Since Papa’s violin disappeared the night he was murdered, she also sets out to find it. Her only clue is a mysterious pendant. With the help of Zóltan, one of the musicians in Haydn’s orchestra, and a determination to uncover the truth no matter what, Theresa discovers that her father was attempting to help the persecuted gypsies.
To complicate matters, her mother seeks Councilor Wolkenstein’s assistance in finding a suitable husband for Theresa. He, however, has other plans for his niece’s future. In trying to avoid his clutches, Theresa soon finds herself caught up in the midst of a dangerous plot orchestrated by powerful men determined to enslave the gypsies.
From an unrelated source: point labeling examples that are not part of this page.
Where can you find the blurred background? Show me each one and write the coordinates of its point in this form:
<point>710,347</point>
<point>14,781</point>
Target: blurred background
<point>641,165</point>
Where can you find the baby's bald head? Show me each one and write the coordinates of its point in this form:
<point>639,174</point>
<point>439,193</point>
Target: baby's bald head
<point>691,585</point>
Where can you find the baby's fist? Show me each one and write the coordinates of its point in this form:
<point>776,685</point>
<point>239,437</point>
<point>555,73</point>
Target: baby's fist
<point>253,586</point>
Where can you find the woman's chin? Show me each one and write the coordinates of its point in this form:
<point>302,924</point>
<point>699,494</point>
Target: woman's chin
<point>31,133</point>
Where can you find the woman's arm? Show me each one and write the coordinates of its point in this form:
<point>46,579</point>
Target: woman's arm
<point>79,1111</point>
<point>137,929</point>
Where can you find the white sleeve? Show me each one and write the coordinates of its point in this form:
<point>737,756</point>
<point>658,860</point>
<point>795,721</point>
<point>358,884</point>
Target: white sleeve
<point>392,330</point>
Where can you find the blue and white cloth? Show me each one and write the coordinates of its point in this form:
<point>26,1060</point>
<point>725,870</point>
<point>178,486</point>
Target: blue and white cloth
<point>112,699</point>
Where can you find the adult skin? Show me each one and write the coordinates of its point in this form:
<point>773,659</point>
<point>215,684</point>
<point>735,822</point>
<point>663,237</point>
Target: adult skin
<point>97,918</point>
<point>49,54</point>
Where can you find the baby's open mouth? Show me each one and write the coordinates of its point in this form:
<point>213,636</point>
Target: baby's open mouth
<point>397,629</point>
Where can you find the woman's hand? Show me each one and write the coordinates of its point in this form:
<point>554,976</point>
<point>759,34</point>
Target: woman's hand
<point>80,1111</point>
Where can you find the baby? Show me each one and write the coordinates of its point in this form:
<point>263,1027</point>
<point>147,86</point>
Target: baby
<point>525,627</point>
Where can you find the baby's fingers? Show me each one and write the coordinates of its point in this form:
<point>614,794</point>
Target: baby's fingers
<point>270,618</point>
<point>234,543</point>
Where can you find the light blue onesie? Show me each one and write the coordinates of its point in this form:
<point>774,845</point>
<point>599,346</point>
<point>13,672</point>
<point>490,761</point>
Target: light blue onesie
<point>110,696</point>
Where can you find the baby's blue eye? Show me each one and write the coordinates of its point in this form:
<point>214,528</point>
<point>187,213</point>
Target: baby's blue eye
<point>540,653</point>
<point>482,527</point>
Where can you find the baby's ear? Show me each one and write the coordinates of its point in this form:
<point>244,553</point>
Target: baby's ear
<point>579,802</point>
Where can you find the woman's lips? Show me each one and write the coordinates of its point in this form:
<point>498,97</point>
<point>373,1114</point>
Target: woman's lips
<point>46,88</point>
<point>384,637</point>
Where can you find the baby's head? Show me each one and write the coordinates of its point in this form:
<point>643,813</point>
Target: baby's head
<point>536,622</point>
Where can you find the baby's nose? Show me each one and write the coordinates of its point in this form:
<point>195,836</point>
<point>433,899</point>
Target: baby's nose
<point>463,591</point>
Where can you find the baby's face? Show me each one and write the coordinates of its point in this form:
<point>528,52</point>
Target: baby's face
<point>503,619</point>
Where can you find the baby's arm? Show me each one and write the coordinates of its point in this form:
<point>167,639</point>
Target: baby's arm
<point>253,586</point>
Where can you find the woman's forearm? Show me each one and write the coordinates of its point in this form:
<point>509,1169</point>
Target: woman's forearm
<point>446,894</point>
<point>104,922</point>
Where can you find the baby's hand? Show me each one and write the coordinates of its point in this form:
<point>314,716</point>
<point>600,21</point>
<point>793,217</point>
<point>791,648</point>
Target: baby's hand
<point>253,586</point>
The Austrian world Dunlap creates is wonderfully captured and peopled with fascinating characters. The story’s pace mirrors that of a sedate, melodic score — perhaps for longer than it should — but those who stick around are eventually rewarded with a crescendo of suspense and intrigue. As I read this book, I wondered why a young adult, its intended audience, would want to read it. It seemed as if it would interest adults more than children, perhaps because this is Dunlap’s first for this age group; her previous novels were written for adults. Those interested in orchestral music, the Romany, and subtle mystery, though, will enjoy The Musician’s Daughter.